The maximal response to 5-HT in the cumulative dosing protocol was remarkably lower than the response to a single dose of 5-HT (0.3 μM). This may suggest that during cumulative dosing of 5-HT, 5-HT is progressively broken down, or desensitization of 5-HT4 receptors occurs. However, the efficacy of prucalopride was similar in both dosing protocols, therefore, desensitization is not the likely cause of the observed difference.
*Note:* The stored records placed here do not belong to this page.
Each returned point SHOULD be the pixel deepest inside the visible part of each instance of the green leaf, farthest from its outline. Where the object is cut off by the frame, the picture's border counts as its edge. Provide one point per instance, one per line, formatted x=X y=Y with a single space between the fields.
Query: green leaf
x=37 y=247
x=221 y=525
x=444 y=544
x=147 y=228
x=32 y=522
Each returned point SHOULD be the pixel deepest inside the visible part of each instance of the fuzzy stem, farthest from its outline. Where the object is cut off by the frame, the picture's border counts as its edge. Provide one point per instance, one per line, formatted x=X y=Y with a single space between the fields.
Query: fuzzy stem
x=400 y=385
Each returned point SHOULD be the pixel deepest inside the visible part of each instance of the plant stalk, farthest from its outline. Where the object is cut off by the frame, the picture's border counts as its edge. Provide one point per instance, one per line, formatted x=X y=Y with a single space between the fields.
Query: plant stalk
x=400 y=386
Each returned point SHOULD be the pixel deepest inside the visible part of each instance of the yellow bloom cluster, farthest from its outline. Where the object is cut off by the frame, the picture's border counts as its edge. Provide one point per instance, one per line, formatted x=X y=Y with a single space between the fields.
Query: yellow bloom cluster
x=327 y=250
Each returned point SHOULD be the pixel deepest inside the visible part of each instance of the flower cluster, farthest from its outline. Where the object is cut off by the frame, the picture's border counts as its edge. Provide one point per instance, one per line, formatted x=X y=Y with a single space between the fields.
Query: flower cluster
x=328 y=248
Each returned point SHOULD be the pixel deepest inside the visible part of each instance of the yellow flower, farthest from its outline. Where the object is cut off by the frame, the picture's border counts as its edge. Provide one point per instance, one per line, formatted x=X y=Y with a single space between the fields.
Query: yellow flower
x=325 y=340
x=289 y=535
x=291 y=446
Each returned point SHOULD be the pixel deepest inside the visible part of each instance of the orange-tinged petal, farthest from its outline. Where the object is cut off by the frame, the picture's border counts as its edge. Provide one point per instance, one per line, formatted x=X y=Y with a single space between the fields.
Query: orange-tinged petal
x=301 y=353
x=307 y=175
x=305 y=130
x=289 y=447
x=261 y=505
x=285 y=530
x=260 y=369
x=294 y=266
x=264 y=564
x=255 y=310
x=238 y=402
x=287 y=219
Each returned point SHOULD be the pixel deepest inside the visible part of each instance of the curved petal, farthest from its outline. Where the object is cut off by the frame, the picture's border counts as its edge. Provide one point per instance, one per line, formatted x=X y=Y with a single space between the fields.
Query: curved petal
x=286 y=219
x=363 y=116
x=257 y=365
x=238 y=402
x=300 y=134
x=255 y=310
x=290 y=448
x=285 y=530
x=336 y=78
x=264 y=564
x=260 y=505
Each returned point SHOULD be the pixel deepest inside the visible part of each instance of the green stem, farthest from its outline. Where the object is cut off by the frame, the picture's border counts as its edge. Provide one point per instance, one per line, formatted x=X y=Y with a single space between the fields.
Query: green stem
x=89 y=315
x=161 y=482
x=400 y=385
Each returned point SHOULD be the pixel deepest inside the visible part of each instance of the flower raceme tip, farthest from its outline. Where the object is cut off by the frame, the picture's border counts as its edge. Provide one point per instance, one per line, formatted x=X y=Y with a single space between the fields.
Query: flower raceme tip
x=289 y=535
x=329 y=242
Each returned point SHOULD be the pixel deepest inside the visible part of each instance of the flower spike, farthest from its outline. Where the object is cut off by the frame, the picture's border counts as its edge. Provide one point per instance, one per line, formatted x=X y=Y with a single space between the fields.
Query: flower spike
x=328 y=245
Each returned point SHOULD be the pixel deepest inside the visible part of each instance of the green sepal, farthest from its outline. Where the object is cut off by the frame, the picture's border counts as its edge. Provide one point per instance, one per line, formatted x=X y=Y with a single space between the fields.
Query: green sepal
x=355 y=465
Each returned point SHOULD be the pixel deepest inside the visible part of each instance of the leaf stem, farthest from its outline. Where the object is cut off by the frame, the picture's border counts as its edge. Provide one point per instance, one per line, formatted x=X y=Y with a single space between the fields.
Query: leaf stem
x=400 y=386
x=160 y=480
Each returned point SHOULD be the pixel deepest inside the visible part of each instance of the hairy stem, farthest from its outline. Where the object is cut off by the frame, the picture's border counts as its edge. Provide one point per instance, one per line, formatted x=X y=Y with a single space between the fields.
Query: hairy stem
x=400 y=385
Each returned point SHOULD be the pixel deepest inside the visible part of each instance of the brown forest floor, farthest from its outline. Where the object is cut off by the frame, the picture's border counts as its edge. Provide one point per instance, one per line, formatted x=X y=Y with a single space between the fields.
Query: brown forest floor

Although we do not have a clear explanation for this observation, this phenomenon appears to be related rather to disposition of agonist than to 5-HT4 receptor stimulation in its own right.
Our results indicate that excitatory 5-HT4 receptors are located on cholinergic nerves within the canine proximal gastric muscle wall. The longitudinal as well as the circular muscle layer are stimulated by a 5-HT4 receptor agonist, indicative of the impact on gastric muscle tone under cholinergic control. Facilitation of cholinergic neurotransmission by 5-HT4 receptors on cholinergic fibres within the gastric muscle wall may explain the tonic stomach contraction in dogs.